Teradata adds hardware compression to data warehouses
Compress this, Larry
Teradata invented the data warehousing market and is not about to let Larry Ellison take it over without a fight.
At this week's Partners Conference in San Diego, which is where Teradata Labs does the development of some of the hardware and software that goes into its various data warehousing appliances, the company is previewing its next-generation Data Warehouse Appliance 2690 machines. The devices sport compression co-processors that will do two things: squeeze more data onto the appliance's disk drives and boost the performance of the systems, which now are moving around compressed rather than uncompressed data.
In case you can't keep track of Teradata's various warehouse systems and appliances, here's a quick graphic:
Teradata's data warehousing systems lineup
All of the machines are based on x86 servers that are OEMed from Dell and include Teradata's own eponymous massively parallel database.

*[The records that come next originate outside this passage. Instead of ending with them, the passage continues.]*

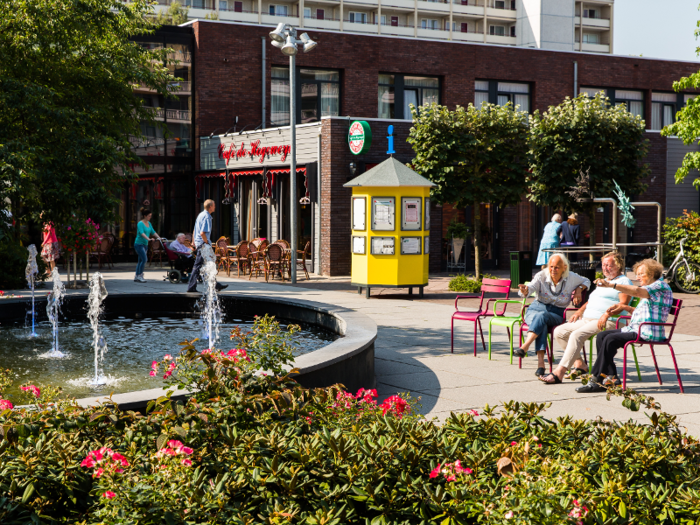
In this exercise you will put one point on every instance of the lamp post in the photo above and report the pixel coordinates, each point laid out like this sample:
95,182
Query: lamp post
285,38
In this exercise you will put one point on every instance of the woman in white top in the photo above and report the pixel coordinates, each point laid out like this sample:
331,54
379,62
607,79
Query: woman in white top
590,319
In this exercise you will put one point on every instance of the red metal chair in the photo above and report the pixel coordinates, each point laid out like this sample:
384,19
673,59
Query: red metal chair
498,286
675,310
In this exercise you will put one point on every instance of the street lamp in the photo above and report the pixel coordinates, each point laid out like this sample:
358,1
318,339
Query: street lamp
285,38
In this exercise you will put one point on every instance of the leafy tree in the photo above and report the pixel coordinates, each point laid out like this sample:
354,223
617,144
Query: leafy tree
586,136
175,15
687,126
473,155
67,75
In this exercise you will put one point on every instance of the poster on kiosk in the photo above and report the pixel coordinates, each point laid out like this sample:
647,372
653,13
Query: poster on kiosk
390,221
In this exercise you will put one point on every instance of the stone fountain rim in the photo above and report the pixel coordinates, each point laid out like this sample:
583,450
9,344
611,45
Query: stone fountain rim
357,331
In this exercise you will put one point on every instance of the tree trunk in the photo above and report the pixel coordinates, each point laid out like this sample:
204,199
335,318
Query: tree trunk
592,228
477,239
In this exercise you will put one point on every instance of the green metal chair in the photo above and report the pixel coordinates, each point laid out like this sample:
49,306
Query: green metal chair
633,303
508,321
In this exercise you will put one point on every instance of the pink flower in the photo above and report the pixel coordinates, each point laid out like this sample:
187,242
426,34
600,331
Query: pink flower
31,388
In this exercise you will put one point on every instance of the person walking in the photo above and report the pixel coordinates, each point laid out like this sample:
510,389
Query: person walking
50,247
144,231
550,239
202,236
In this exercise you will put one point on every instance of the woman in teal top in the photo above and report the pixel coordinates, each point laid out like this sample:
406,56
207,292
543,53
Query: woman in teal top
144,231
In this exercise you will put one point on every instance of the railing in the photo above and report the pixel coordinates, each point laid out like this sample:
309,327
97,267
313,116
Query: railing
330,19
232,8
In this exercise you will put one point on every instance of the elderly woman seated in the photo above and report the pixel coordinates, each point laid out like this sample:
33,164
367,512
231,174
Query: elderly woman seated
591,318
654,307
554,287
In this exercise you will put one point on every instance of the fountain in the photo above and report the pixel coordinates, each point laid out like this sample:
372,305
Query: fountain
53,309
211,310
98,293
30,272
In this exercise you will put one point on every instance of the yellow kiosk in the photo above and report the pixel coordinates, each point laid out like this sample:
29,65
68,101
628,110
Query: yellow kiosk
390,228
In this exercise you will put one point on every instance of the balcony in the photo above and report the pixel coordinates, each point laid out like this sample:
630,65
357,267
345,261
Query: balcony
322,23
242,15
437,33
436,7
397,30
359,27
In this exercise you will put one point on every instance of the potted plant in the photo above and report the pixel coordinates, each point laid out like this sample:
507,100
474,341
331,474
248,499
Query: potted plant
458,231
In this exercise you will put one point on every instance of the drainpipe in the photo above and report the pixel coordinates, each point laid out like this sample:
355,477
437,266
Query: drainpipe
262,38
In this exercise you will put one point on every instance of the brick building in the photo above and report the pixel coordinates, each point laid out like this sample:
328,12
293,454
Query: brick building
239,75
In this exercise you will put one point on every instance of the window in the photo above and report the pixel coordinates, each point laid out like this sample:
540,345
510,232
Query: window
663,110
398,92
591,38
357,18
634,100
318,95
278,10
518,94
591,92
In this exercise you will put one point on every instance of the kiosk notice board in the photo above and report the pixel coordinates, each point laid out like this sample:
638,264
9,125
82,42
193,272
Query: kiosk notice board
390,228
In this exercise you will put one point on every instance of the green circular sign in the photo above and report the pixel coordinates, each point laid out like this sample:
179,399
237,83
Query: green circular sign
359,137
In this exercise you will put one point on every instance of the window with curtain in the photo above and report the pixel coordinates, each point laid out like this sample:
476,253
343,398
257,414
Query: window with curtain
318,95
386,96
279,96
398,92
634,100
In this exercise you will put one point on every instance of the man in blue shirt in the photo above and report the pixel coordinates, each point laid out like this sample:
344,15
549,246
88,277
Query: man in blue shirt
202,236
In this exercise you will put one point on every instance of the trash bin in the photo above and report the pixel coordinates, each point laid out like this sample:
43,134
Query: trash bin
520,267
585,269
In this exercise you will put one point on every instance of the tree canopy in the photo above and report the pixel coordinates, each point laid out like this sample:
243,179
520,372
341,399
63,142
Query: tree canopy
473,155
67,75
585,136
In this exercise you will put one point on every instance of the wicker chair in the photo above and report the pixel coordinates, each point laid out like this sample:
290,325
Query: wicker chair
301,263
256,260
155,249
223,259
274,261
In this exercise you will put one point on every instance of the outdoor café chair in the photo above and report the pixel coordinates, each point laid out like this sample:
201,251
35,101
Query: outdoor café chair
274,261
499,286
509,321
675,310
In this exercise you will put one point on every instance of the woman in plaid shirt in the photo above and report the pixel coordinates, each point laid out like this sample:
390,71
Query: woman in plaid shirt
654,307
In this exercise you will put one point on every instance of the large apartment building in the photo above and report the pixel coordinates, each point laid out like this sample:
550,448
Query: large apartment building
561,25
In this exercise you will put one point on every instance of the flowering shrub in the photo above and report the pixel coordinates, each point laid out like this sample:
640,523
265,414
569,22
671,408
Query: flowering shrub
253,448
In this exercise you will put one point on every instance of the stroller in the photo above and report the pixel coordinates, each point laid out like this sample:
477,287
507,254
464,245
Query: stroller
180,265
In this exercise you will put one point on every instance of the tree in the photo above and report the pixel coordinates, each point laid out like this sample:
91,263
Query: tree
687,126
67,75
175,15
586,138
473,155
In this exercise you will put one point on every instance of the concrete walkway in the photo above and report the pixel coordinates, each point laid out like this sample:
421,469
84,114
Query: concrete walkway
413,355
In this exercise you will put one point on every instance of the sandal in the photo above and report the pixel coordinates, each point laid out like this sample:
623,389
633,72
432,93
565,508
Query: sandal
550,379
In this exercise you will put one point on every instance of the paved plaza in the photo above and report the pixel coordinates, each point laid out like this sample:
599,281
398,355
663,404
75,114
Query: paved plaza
412,352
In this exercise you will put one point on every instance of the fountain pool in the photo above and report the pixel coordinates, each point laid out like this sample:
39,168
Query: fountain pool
137,330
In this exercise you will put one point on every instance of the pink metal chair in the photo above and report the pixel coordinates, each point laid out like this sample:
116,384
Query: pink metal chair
497,286
675,310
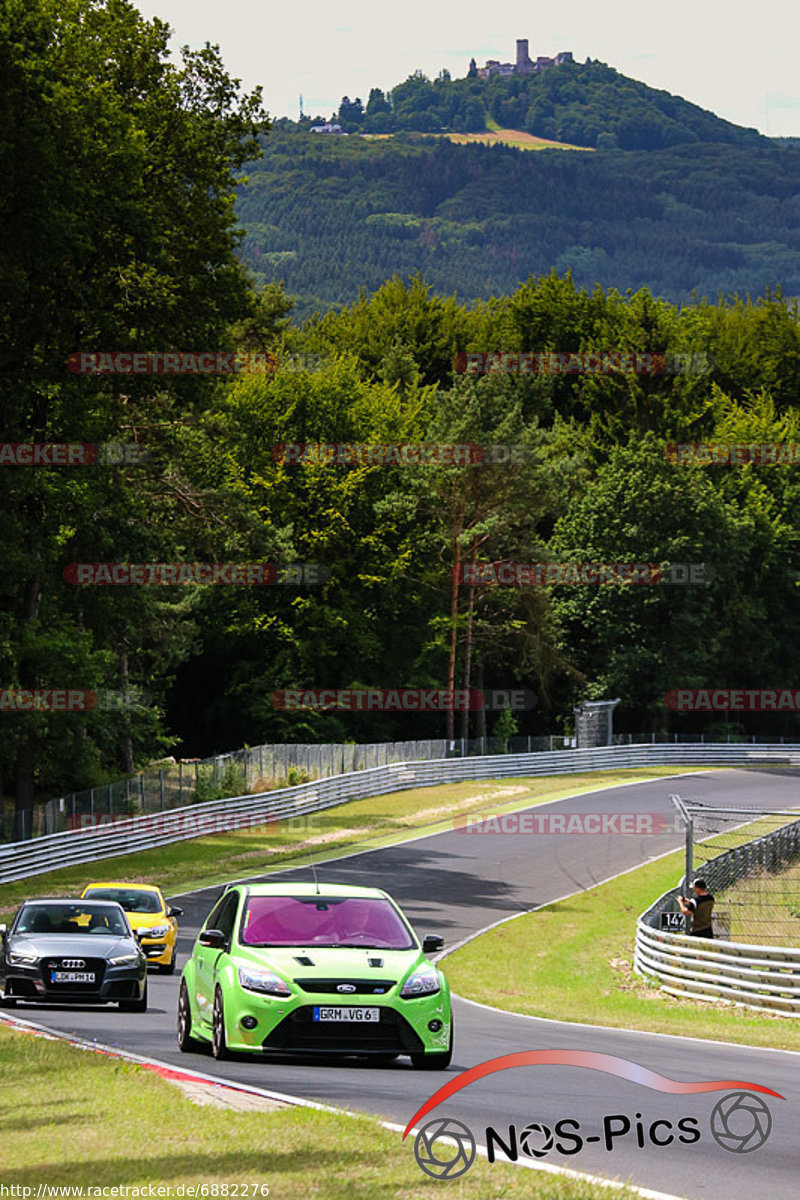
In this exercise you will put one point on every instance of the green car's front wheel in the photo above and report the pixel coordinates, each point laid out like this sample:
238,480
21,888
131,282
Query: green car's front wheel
218,1042
185,1039
438,1060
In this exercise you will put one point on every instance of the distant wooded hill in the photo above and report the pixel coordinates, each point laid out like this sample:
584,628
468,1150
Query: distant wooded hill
331,215
589,105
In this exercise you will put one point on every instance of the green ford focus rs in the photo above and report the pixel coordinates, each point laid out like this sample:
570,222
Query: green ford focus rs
306,969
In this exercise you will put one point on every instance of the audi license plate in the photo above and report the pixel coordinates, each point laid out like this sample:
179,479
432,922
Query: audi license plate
347,1014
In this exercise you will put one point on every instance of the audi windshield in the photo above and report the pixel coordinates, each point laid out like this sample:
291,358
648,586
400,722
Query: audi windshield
71,918
325,921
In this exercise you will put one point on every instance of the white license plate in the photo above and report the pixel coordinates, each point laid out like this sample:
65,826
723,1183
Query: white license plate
347,1014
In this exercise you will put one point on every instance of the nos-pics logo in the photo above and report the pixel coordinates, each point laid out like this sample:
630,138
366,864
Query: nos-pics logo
445,1149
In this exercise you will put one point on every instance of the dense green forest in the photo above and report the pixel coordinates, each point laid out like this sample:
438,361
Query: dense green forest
330,215
120,177
588,105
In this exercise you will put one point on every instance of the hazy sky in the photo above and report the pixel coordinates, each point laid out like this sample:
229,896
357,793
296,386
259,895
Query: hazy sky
739,61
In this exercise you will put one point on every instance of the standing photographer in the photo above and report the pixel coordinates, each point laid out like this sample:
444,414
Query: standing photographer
699,907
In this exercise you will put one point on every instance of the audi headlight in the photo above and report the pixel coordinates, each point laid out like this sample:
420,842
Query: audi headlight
421,983
22,960
264,981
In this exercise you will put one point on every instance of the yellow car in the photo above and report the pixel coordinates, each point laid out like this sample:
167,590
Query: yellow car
151,918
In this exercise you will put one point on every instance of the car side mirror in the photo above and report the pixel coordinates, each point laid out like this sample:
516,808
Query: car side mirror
214,937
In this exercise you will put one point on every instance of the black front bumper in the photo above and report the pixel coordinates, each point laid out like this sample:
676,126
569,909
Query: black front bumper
34,984
300,1033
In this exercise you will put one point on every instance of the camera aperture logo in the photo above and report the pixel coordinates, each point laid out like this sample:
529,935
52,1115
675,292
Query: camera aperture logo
445,1149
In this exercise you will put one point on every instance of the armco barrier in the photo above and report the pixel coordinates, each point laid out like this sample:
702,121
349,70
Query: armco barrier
765,978
18,861
761,977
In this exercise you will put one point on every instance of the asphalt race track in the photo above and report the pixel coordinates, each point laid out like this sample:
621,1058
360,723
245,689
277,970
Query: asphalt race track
455,885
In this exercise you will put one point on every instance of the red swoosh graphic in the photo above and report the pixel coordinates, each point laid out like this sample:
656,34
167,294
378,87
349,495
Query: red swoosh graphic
607,1062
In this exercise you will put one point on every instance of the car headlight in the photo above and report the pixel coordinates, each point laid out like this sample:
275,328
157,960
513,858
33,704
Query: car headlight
22,960
263,981
421,983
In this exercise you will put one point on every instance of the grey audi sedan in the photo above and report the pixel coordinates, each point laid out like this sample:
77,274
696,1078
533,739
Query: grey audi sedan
74,952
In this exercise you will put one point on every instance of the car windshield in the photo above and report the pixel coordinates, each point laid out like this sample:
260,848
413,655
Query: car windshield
131,899
71,918
324,921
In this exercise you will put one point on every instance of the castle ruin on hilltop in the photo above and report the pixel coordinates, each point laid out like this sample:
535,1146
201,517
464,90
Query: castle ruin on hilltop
524,64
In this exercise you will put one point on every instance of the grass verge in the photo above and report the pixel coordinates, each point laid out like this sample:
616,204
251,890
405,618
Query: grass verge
573,961
347,828
60,1110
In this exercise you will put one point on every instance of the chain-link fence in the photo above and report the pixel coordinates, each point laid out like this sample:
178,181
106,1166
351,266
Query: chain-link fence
751,862
172,785
169,784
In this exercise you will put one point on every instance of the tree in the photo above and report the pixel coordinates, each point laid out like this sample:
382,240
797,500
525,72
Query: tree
119,172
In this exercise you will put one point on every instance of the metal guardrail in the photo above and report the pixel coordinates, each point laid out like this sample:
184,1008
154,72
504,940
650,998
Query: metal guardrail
765,978
18,861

Scott Gnau, president of the Teradata Labs division, tells El Reg that the forthcoming 2690 appliances will be able to process queries about twice as fast and store around three times the data in the same footprint as the 2650 appliances that they will replace. The appliance server nodes have been equipped with a co-processor specifically to compress and uncompress database files and is explicitly tuned to work with the Teradata 14 parallel database announced two weeks ago.
Teradata 14 is significant because it allows for columnar data structures to be stored in the database, which are more amenable to certain kinds of data compression than row-based data. With columnar data, the increase in performance and compression will be higher than on regular row-based data, Gnau says.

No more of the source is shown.